Instagram, TikTok, Snapchat seront sans doute concernés, mais rien d’officiel. Quant aux messageries comme WhatsApp ou la plateforme YouTube, elles ne seront pas entièrement soumises à cette vérification, notamment pour la messagerie ou le visionnage simple de vidéos. Uniquement pour le côté « réseau social » de l’application.
Certaines plateformes ne sont pas concernées par cette interdiction comme les « encyclopédies en ligne », les « répertoires éducatifs ou scientifiques », les « plateformes de développement et de partage de logiciels libres » ou les « projets numériques à vocation éducative ».
Interdiction des réseaux sociaux aux moins de 15 ans, une première en Europe
« Cette mesure n’est pas dirigée contre les français de l’étranger, dont je sais l’importance des liens avec leurs proches grâce aux canaux numériques, mais pour eux, précise la haute-commissaire à l’Enfance.
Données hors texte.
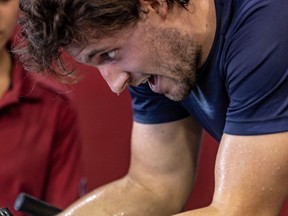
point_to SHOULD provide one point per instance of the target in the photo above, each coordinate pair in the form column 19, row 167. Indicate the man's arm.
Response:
column 159, row 181
column 251, row 176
Elle s’inscrit dans une approche plus large qui associe régulation, responsabilisation des plateformes, accompagnement des familles et éducation au numérique. Je suis fière que la France soit leader pour protéger nos enfants. » D'autres pays européens sont attentifs à cette nouvelle loi adoptée par la France, puisqu’ils réfléchissent également à des législations similaires.
Une étude dans le British Medical Journal, réalisée par une équipe de chercheurs australiens, a démontré que des adolescents réussissaient à contourner cette interdiction. Les jeunes interrogés utilisent le compte d’autres personnes, des faux comptes, des navigateurs privés ou des VPN.
Concernant les sanctions, c’est le droit européen qui s’applique aux réseaux sociaux. Aucune sanction pour les adolescents ni pour les parents ne peut être réalisée sans empiéter sur le droit européen.
Interdiction des téléphones dans les lycées
Le deuxième volet de la loi est l’interdiction des téléphones dans les lycées, une mesure déjà appliquée dans les collèges. Les téléphones ne pourront plus être utilisés dans l’enceinte des établissements dès la rentrée de septembre.
Chine, Norvège, France : Quels pays interdisent les réseaux sociaux aux enfants ?
En parallèle, les établissements scolaires vont devoir continuer de mener « des actions (...) auprès des élèves, du personnel et des parents en matière de sensibilisation aux effets nocifs d'une exposition non raisonnée aux écrans et au caractère addictif des réseaux sociaux », précise le texte de loi.